The Evolution of the Hip-Hop Revolution

More than 40 years after hip-hop’s start in the Bronx, industry voices gathered in Chicago Oct. 19 for dynamic performances, intellectual discussion and more at the Chicago Ideas Week (CIW) Talk Hip Hop: Movement Beyond the Music.
Cartoonist Ed Piksor discussed the hip-hop inspirations for his comic 
strip with Reggie Osse, host of The Combat Jack Show.

Although Ed Piksor, the cartoonist behind the semi-weekly comic strip Hip Hop Family Tree, noted that “[h]ip-hop is now driven by money and fame,” the seven performers all spoke to a wide range of cultural motivations behind their work, none of which included money.  The diverse group of speakers—which included Piksor, hip-hop artist Brother Ali, Duke Professor Mark Anthony Neal, Hip-Hop Ambassador to the U.S. State Department Toni Blackman and many others—believe hip-hop holds the power, as Brother Ali put it, to bring “people together from all walks of life”.

Before taking the stage, Ali elaborated on his goals for the future of hip-hop culture.

“I am here to challenge the audience to engage in [hip-hop] culture on a deeper level,” Ali said.  “There is a lot of flowery language about music, but we have to get beyond the idea of only standing together in a room to change the world.”

Blackman, who has traveled to 34 countries as a cultural ambassador, echoed Ali’s view of hip-hop as a unifying cultural movement.  According to Blackman, peoplemake music about what is important to them, from political freedom and social justice to the ever-pressing need to feed one’s family.  

“Hip-hop radiates an idea of serving,” Blackman said. “There is more right with hip-hop than wrong with hip-hop.”

The audience left the talk with an idea of hip-hop that extends far beyond the Top 40 hits that play on the radio.

“Hip-hop is multi-faceted,” attendee Melody Waller said after hearing Dr.

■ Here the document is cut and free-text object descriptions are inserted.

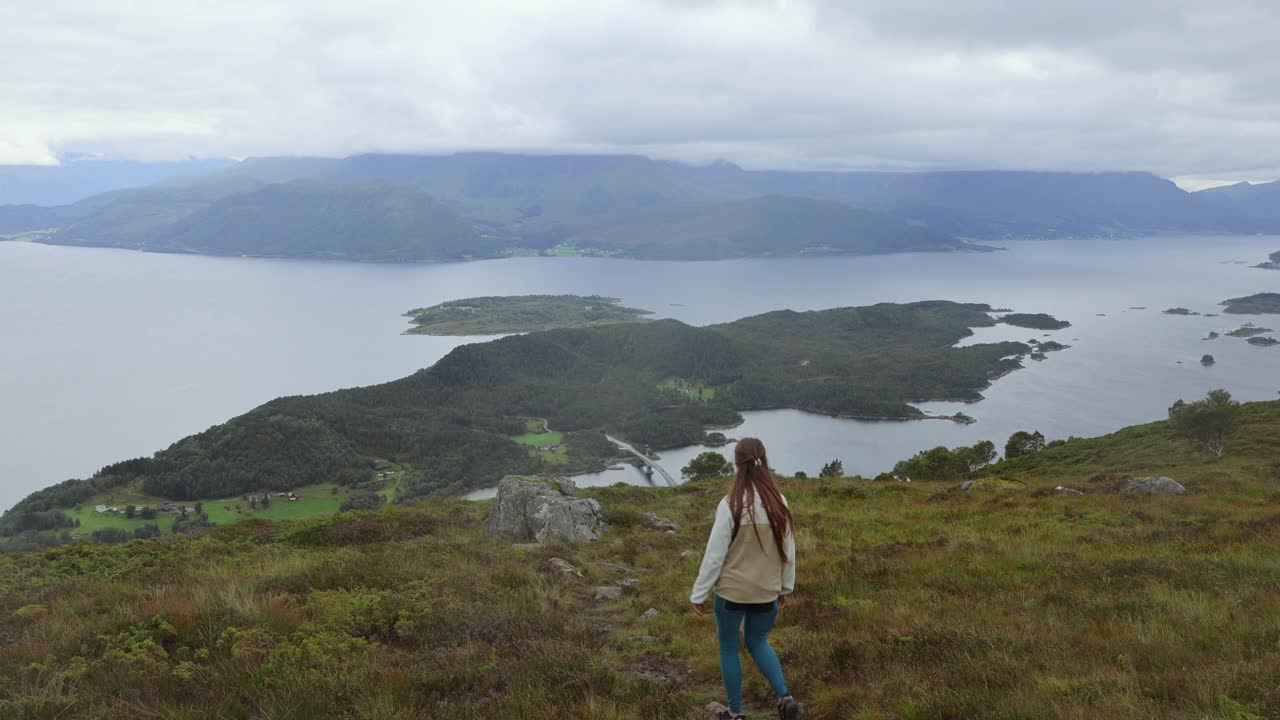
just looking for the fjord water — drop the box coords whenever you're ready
[1,236,1277,509]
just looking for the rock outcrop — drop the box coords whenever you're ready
[486,476,604,545]
[643,512,681,533]
[1122,476,1186,495]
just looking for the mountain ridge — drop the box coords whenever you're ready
[6,152,1279,260]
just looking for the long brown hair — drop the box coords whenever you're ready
[728,437,793,562]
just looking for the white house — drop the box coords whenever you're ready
[94,504,109,513]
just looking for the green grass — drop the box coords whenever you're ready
[201,483,346,525]
[512,431,565,446]
[511,430,568,464]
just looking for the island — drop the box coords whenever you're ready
[1163,307,1199,316]
[997,313,1071,330]
[1247,336,1279,347]
[403,295,653,335]
[1254,250,1280,270]
[1222,293,1280,315]
[2,300,1063,551]
[1225,324,1273,338]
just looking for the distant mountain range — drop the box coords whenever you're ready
[2,153,1277,262]
[1196,180,1280,222]
[0,157,234,206]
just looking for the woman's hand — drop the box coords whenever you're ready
[777,595,789,611]
[690,602,706,616]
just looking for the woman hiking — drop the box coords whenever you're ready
[690,438,801,720]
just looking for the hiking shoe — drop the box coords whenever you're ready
[778,696,802,720]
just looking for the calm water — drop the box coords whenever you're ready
[2,237,1277,510]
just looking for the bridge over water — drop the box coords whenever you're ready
[605,434,678,488]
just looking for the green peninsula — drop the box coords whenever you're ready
[1222,292,1280,314]
[404,294,652,335]
[1,301,1050,551]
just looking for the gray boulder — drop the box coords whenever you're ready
[548,558,583,577]
[643,512,681,533]
[639,608,661,622]
[1122,476,1186,495]
[486,476,604,545]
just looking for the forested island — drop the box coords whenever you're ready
[1254,250,1280,270]
[998,312,1072,330]
[0,301,1067,550]
[1222,293,1280,314]
[404,295,652,335]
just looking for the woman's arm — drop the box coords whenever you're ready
[689,498,733,605]
[781,520,796,596]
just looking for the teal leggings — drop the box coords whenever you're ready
[714,595,789,714]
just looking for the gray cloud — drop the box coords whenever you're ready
[1,0,1278,185]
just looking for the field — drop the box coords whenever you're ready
[3,402,1279,719]
[510,418,570,464]
[200,484,347,525]
[64,482,357,537]
[659,378,717,402]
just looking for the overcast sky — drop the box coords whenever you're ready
[3,0,1278,187]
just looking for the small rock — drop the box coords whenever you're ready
[705,702,729,716]
[1054,485,1084,495]
[1122,476,1186,495]
[548,558,582,577]
[956,480,975,491]
[616,578,640,588]
[595,562,631,575]
[643,512,681,533]
[639,608,661,622]
[629,635,658,645]
[594,586,623,600]
[679,550,695,559]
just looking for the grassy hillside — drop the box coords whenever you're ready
[2,402,1278,719]
[978,398,1280,485]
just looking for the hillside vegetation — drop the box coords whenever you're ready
[2,401,1278,719]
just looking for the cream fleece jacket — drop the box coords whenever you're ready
[690,494,795,604]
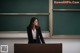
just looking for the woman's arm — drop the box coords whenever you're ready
[27,27,32,42]
[39,27,45,44]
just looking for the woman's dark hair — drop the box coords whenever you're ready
[29,17,39,29]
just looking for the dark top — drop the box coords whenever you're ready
[27,26,45,44]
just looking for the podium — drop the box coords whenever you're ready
[14,43,62,53]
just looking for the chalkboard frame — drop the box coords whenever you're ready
[0,13,49,16]
[53,9,80,12]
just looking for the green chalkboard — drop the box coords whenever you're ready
[0,0,49,31]
[53,0,80,35]
[0,16,49,31]
[0,0,49,13]
[53,12,80,35]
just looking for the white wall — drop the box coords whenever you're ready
[0,38,80,53]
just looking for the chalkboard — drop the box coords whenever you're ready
[0,16,49,31]
[0,0,49,13]
[0,0,49,31]
[53,0,80,35]
[53,12,80,35]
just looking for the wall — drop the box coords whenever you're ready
[0,38,80,53]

Neal’s academic account of hip-hop.  “I love how he talked about that in a way that wasn’t above people’s heads.”

Waller said she finds it frustrating when people generalize hip-hop culture and was pleased that CIW provided a forum for discussion the many facets of hip-hop.

“Don’t get me wrong,” Waller said. “I liked attending CIW last year, but this year was a whole new level. [The CIW staff] really brought their A-game for organizing such a great week.”